Competitive Enterprise Institute subpoenaed in global warming 'fraud' investigation
The Competitive Enterprise Institute has been issued a subpoena by the attorney general of the VIrgin Islands to hand over all communictions between 1997 and 2007 on climate change.
CEI has been a major voice in the climate change debate, debunking many of the "facts" offered by global warming hysterics.
A coalition of law-enforcement officials led by New York Attorney General Eric Schneiderman has been looking at whether Exxon misled investors and the public by downplaying the impact of climate change, claims the oil company says are false.
At least one local investigator, the attorney general of the U.S. Virgin Islands, is focusing on the company’s communications with a conservative group known for its skepticism of global warming.
The Competitive Enterprise Institute on Thursday said Thursday it received a subpoena from U.S. Virgin Islands Attorney General Claude E. Walker giving the group less than a month to turn over public and private records of its communications with Exxon concerning climate change. The subpoena, which was reviewed by Law Blog, covers a 10-year period ending in 2007.
Among the records requested are:
All Documents reflecting or concerning meetings with or including ExxonMobil and/or third parties acting on behalf of ExxonMobil concerning Climate Change, including but not limited to meetings discussing or presenting . . . strategies, plans, or activities to impact public views on Climate Change; the likelihood that or extent to which carbon dioxide, methane, oil and gas extraction or use, or any of the products sold or activities carried out by ExxonMobil impact Climate Change directly or indirectly; the accuracy or credibility of research or researchers examining Climate Change; or the accuracy or credibility of models or assessments of the likelihood, certainty, uncertainty, scope, causes, or impacts of Climate Change.
CEI said it would seek to quash the subpoena, calling it “an affront” to its First Amendment rights. “If Walker and his allies succeed, the real victims will be all Americans, whose access to affordable energy will be hit by one costly regulation after another, while scientific and policy debates are wiped out one subpoena at a time,” CEI’s general counsel Sam Kazman said in a statement.
Megan McArdle can barely believe it:
My first reaction to this news was “Um, wut?” CEI has long denied humans' role in global warming, and I have fairly substantial disagreements with CEI on the issue. However, when last I checked, it was not a criminal matter to disagree with me. It’s a pity, I grant you, but there it is; the law’s the law.
(I pause to note, in the interests of full disclosure, that before we met, my husband briefly worked for CEI as a junior employee. We now return to our regularly scheduled programming.)
Speaking of the law, why on earth is CEI getting subpoenaed? The attorney general, Claude Earl Walker, explains: “We are committed to ensuring a fair and transparent market where consumers can make informed choices about what they buy and from whom. If ExxonMobil has tried to cloud their judgment, we are determined to hold the company accountable.”

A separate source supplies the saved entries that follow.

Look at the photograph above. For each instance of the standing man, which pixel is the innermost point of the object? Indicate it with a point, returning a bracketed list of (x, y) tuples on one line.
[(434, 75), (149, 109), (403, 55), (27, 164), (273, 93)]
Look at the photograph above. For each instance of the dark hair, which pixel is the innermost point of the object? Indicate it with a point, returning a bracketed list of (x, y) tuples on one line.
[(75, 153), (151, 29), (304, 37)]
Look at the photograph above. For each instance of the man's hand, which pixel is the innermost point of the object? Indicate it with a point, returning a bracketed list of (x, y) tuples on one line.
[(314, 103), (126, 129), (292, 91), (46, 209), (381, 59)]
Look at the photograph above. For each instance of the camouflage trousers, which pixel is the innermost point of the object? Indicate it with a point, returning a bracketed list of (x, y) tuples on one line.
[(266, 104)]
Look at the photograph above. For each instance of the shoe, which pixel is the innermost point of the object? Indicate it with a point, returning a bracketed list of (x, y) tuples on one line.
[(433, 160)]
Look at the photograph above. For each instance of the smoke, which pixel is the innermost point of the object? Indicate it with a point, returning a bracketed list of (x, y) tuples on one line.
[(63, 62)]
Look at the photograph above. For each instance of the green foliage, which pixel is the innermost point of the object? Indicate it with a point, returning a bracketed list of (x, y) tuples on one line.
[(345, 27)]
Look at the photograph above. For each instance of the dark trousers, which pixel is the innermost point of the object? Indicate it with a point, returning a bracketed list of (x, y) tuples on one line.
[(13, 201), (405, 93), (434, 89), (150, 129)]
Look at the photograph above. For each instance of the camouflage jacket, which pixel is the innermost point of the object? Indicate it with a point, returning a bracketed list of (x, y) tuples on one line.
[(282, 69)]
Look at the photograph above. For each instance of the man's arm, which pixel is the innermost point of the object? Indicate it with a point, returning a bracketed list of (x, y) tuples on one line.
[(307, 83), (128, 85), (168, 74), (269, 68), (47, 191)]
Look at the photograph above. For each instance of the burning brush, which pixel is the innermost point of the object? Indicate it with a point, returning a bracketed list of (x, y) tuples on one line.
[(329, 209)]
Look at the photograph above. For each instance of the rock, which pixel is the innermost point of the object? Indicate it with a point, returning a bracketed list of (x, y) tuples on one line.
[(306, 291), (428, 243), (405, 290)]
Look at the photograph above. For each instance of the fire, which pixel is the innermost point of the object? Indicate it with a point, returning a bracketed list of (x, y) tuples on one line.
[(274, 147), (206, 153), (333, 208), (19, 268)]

That wasn't much of an explanation. It doesn't mention any law that ExxonMobil may have broken. It is also borderline delusional, if Walker believes that ExxonMobil’s statements or non-statements about climate change during the period 1997 to 2007 appreciably affected consumer propensity to stop at a Mobil station, rather than tootling down the road to Shell or Chevron, or giving up their car in favor of walking to work.
State attorneys general including Walker held a press conference last week to talk about the investigation of ExxonMobil and explain their theory of the case. And yet, there sort of wasn’t a theory of the case. They spent a lot of time talking about global warming, and how bad it was, and how much they disliked fossil fuel companies. They threw the word “fraud” around a lot. But the more they talked about it, the more it became clear that what they meant by “fraud” was “advocating for policies that the attorneys general disagreed with.”
Lawfare writ large. The problem is that while trying to quash this ridiculous subpoena, other groups and individuals will be silenced, or at least, have their First Amendment rights curtailed by this bullying.
Of course, this is the purpose of the subpoena in the first place. For years, global warming hysterics have compared skeptics to Nazis, called for their arrest and prosecution - or worse. They are so besotted with ideology that the thought that someone could honestly disagree with them is non-existent.
These sort of tactics appear to be the only way the hysterics can win. They have lost in the arena of politics and public relations. All they have left is issuing diktats and decrees forcing their idea of climate change on everyone. To the extent they succeed, the rest of us lose.